Use Case: Device SpecificTargeted Marketing Campaigns
Consider the following graph generated in Google Data Studio, by integrating it to BigQuery. The graph collects all Firebase events of a gaming app. It generates reports with event_name dimension and device.operating_system as secondary dimension.
The graph indicates that a higher number of Android users install and use the app, compared to iOS users. But in-app purchases are way higher on iOS devices, compared to Android. One can set up device-specific campaigns for acquisition and conversion. The campaigns can target a specific set of users for promotions or app personalization too.
Image 4: Event Count By Device OS
The most important approach towards building an app is to keep updating it as and when required. The process needs to be instant without any hassle of uploading it to the app store again and again. This is where Google Tag Manager comes in handy as it helps developers instantly publish their app changes. There is no need to upload a new version.
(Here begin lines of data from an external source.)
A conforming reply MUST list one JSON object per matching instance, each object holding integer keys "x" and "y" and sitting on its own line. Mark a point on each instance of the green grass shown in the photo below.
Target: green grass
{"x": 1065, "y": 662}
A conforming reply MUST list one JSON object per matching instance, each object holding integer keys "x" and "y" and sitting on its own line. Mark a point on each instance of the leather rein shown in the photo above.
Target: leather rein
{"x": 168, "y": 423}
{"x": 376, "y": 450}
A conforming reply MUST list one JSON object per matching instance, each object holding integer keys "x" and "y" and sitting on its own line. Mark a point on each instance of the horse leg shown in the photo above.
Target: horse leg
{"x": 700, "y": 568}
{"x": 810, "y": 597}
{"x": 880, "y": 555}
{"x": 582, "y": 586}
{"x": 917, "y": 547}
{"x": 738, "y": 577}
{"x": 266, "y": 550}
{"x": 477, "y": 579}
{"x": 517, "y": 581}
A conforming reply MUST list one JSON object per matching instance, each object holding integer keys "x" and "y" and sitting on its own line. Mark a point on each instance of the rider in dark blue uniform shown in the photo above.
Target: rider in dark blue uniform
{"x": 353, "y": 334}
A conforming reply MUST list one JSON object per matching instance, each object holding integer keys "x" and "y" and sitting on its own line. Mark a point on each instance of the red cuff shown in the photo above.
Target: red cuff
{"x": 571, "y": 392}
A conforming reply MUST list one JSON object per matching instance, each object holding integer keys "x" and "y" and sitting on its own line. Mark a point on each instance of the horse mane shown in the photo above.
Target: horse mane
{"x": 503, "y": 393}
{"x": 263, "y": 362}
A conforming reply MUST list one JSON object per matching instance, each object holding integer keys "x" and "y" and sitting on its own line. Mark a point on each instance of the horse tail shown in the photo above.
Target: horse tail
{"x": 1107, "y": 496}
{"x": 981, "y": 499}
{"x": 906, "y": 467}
Some of the advantages of implementing Firebase using Google Tag Manager are:
- Developers can log events later in an app, based on any future-tracking needs, and launch an app version with initial set of events
- Marketers can add pixels to the app, without being dependent on developers aided by different marketing tags (Google Ads, AppsFlyer, etc.). One can use the features in Google Tag Manager, without the need to inject pixels inside the app code.
- If you have implemented Firebase as well as Google Analytics in your app, I recommend that you manage it from a single platform. Organize a common set of events to track on both platforms.
Use Case: Update Apps without New App Relases
Image 5: Implementing Firebase with Google Tag Manager
Consider a gaming app marketer who wants to launch an event-specific campaign, like Halloween. The marketer wants to promote purchase of gaming merchandise of different characters from the app.
There are fixed release cycles for apps in an organization, and not usually consistent with external events. Google Tag Manager can deploy campaign-related tracking data without changes in the backend code. There is no need to release a new version.
It is often difficult to manage data and understand trends using various analytical tools. These tools can enhance campaign performance, user behavior analysis and audience targeting. Google Analytics for Firebase helps address this challenge with its vast scope of features and reports. It combines your app user’s behavioral data with campaign performance to build valuable user segments and for future updates.
Lastly, one can leverage both analytical tools – Google Analytics 360 for mobile app and Google Analytics for Firebase. A smart Google Tag Manager implementation can help users with analysis and insights. Google tag manager combines two or more data sets and creates different types of generated reports. These reports can help you gain insights from mobile app data.